There’s a lot of negativity around HS2, and I sniff a Brexit connection. You might think Leave campaigners whose aim is to boost British self-belief would promote the idea that we have a talent for grands projets such as the Olympic Park and Crossrail, rather than a propensity to deliver half what’s promised at double the cost. But there’s also an overlap between Tory MPs opposed to the northbound high-speed rail link, usually because it bisects their constituencies, and Tory MPs opposed to the government on the EU referendum. So I suspect that’s where the trouble lies.
The spin is that cabinet secretary Sir Jeremy Heywood is reviewing the project ‘as fears grow’ that it will bust its already inflated £55 billion budget. Among cost-paring measures, the line may not reach Manchester — or if it does, won’t stop at Manchester Airport. A station at Sheffield’s Meadowhall shopping centre may also be erased; and sections of expensive tunnel are for the axe.

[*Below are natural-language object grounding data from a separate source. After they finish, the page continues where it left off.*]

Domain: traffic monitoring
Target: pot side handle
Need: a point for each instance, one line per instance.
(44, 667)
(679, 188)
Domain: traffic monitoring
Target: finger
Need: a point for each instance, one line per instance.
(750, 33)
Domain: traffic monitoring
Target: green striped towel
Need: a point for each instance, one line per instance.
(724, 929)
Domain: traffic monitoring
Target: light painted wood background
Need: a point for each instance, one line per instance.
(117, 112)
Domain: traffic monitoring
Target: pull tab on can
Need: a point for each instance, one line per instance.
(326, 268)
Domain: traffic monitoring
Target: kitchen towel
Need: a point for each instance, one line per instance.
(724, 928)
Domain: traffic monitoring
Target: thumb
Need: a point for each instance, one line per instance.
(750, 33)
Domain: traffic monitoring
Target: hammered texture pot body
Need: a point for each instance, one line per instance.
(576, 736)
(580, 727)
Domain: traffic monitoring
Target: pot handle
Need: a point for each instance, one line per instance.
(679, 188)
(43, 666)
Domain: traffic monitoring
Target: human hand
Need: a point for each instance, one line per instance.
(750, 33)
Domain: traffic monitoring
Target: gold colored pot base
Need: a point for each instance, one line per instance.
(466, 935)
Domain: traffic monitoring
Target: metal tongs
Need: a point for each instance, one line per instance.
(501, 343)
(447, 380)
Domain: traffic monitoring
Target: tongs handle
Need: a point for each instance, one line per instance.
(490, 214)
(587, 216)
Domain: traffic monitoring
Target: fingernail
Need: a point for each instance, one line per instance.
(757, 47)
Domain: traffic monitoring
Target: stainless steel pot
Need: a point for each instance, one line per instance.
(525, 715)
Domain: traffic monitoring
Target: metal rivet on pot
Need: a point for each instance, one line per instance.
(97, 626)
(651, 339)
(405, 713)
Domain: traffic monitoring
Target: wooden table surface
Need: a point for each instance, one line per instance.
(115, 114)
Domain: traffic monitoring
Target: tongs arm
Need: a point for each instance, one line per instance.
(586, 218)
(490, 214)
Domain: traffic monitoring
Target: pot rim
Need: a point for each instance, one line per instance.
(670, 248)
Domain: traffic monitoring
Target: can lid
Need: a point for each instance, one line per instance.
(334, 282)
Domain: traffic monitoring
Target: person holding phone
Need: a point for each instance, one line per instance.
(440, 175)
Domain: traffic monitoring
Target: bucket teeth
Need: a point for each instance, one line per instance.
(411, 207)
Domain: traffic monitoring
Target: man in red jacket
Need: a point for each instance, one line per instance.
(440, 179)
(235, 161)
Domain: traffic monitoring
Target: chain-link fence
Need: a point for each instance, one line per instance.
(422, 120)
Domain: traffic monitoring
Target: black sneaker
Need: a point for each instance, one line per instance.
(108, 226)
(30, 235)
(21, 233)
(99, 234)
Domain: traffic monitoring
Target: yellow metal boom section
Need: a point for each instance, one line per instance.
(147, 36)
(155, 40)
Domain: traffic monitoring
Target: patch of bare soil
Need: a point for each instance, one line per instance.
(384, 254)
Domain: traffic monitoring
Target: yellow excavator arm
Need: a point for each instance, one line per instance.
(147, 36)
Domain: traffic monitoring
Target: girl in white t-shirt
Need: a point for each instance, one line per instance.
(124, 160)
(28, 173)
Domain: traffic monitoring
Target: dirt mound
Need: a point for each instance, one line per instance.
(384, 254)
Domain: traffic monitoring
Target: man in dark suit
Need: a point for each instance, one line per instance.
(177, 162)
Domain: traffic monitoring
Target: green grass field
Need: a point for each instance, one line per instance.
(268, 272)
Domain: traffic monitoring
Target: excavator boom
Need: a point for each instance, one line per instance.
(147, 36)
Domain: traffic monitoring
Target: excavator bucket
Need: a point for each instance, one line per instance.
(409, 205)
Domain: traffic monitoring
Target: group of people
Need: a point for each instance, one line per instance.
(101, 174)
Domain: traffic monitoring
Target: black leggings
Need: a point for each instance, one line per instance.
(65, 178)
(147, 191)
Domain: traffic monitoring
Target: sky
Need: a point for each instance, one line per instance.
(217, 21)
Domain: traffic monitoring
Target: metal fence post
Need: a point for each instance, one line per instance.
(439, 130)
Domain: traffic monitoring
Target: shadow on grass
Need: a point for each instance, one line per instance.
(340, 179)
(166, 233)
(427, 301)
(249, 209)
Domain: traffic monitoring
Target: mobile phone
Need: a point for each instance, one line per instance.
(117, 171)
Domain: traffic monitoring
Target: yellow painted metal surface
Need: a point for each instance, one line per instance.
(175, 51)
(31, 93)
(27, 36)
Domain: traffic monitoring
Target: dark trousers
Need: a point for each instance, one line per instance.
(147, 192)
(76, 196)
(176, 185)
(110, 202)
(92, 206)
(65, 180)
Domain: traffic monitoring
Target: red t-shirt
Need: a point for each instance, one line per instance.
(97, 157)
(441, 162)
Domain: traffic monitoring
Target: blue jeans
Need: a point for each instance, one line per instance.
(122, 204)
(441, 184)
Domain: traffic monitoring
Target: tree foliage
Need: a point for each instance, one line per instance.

But my intern mole who fetches coffees for HS2’s bosses in Canary Wharf says most of that is nonsense. Tunnelling can actually be cheaper than ploughing across premium surface property. Manchester Airport’s station is more certain to be built than most, because the airport itself will bear a chunk of the cost. Meadowhall, beside the M1, would not be a mere shopping stop but a major interchange for South Yorkshire’s conurbations. What’s more, initial contracts worth almost £12 billion are now in prospect: love it or hate it, the high-speed loco is leaving the drawing board.
The super-hub
That being so, my advice to sceptics is to train your binoculars on Old Oak Common. This urban wilderness where HS2, Crossrail (now the Elizabeth Line), Underground and Overground meet is the west London ‘super-hub’ that could also become a satellite city, with thousands of new homes, a cultural quarter and a new QPR stadium.